Saturday, December 13, 2008

Australian court convicts for virtual child porn

An appellate judge in New South Wales, Australia has apparently ruled that it was proper to charge a man with possessing child pornography on the basis of cartoon drawings of characters from The Simpsons engaged in sexual acts. You can read excerpts from the decision at the Media Law Prof Blog. It is densely written opinion, apparently based entirely on statutory interpretation.

Australia's constitution does not contain an express freedom of speech, and the courts there have apparently recognize a much narrower right to political speech than is enforce in the United States. Here in the United States, the Supreme Court has previously held unconstitutional the application of child pornography laws to "virtual" depictions of minors.

The NSW judge relied in part on a rationale the U.S. high court expressly rejected: that cartoon depictions of children help perpetuate a market for actual child pornograhy. He also suggested that this holding was necessary to prevent the harmful use of drawings, etc. to depict actual, individual minors engaged in sex.
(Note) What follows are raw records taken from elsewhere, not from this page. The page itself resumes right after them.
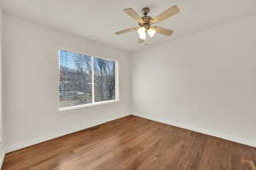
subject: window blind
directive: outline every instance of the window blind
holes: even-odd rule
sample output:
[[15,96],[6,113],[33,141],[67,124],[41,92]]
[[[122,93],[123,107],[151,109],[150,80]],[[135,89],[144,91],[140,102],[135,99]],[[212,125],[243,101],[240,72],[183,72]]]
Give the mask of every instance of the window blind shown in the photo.
[[59,61],[60,108],[115,99],[114,61],[66,50]]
The judge held that whether a drawing or other representation of a minor falls within the law depends on the facts of the case, and in particular the degree to which the depiction is clearly meant to represent a human child or teenager:

Merely to give human characteristics to, say, a rabbit, a duck or a flower, to use some other familiar images, would not suffice if it were fair to say that the subject of the depiction remained a rabbit, a duck or a flower. A stick figure could not, I think, depict a person.... No bright line of inclusion or exclusion can be sensibly described. ...Accordingly, if it were reasonably possible that the depiction is not that of a person, the offence is not proved. It follows that a fictional cartoon character, even one which departs from recognizable human forms in some significant respects [as the Simpsons characters do], may nevertheless be the depiction of a person within the meaning of the Act.
Bestselling fantasy author Neil Gaiman says the ruling is "nonsensical in every way that it could possibly be nonsensical," and has some choice words to say about the harmful implications of such a view of the law - including that Australians could now conceivably be locked up for owning his longtime friend Alan Moore & Melinda Gebbie's acclaimed book Lost Girls. Gaiman suggests this is a good occasion to contribute to the Comic Book Legal Defense Fund.